This article is a vexillological summary of all flags and symbols in current use by the island nation of Malta. More information on the history of the various flags and emblems, as well as on their equivalents which are no longer in use, is found on the specific articles, linked to in the subtitle headings.

National flag and coat of arms
The National Flag of Malta is defined in the Constitution and consists of two equal vertical stripes, white in the hoist and red in the fly, with a representation of the George Cross, edged with red, in the canton of the white stripe; the breadth of the flag is one and a half times its height. It was adopted when Malta became independent from the United Kingdom on 21 September 1964. The George Cross decoration was awarded by King George VI for collective gallantry in 1942. Malta remained the only collective awardee of the decoration until it was awarded to the Royal Ulster Constabulary of Northern Ireland in 1999.

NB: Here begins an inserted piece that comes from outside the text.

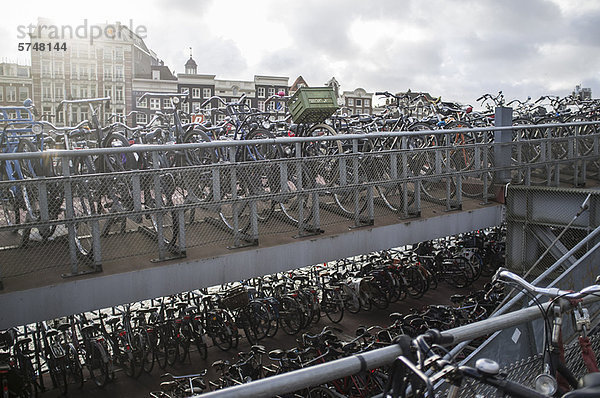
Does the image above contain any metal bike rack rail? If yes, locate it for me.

The current emblem of Malta is described by the Emblem and Public Seal of Malta Act (1988) as a shield showing an heraldic representation of the National Flag; above the shield a mural crown in gold with a sally port and eight turrets (five only being visible) representing the fortifications of Malta and denoting a City State; and around the shield a wreath of two branches: the dexter of Olive, the sinister of Palm, symbols of peace and courage to victory traditionally associated with Malta, all in their proper colours, tied at base with a white ribbon, backed red and upon which are written the words  in capital letters in black.

Other flags or symbols

In current use

Historical Flags

Knights' Flag (1530-1798)
The original flag of the Knights Hospitaller consisted of a white Maltese Cross on a black background, however this was never used in Malta. The only flag used in Malta in the time of the Knights consisted of a white symmetrical cross on a red field with the cross having a width of 1/5 the height of the flag - similar to the flag of England, colors reversed with a proportion of 5:3. The flag is still used by the Knights' modern successor, the Sovereign Military Order of Malta.

Colonial Flags (19th century-1964)

Several flags were used by the British Colonial administration of Malta prior to independence in 1964. Between 1798 and 1813, the Neapolitan flag and the Union flag were used in Malta. After Malta became a Crown Colony a new flag was adopted, having the colours of the Order of Saint John, but with different proportions and defaced by the Union flag.  Later flags consisted of the British blue ensign defaced by the coat of arms of Malta.

Standard of the Queen of Malta (1967-1974)
The Standard of the Queen of Malta was introduced in 1967. It consisted of a Maltese flag defaced by the personal flag of Queen Elizabeth II.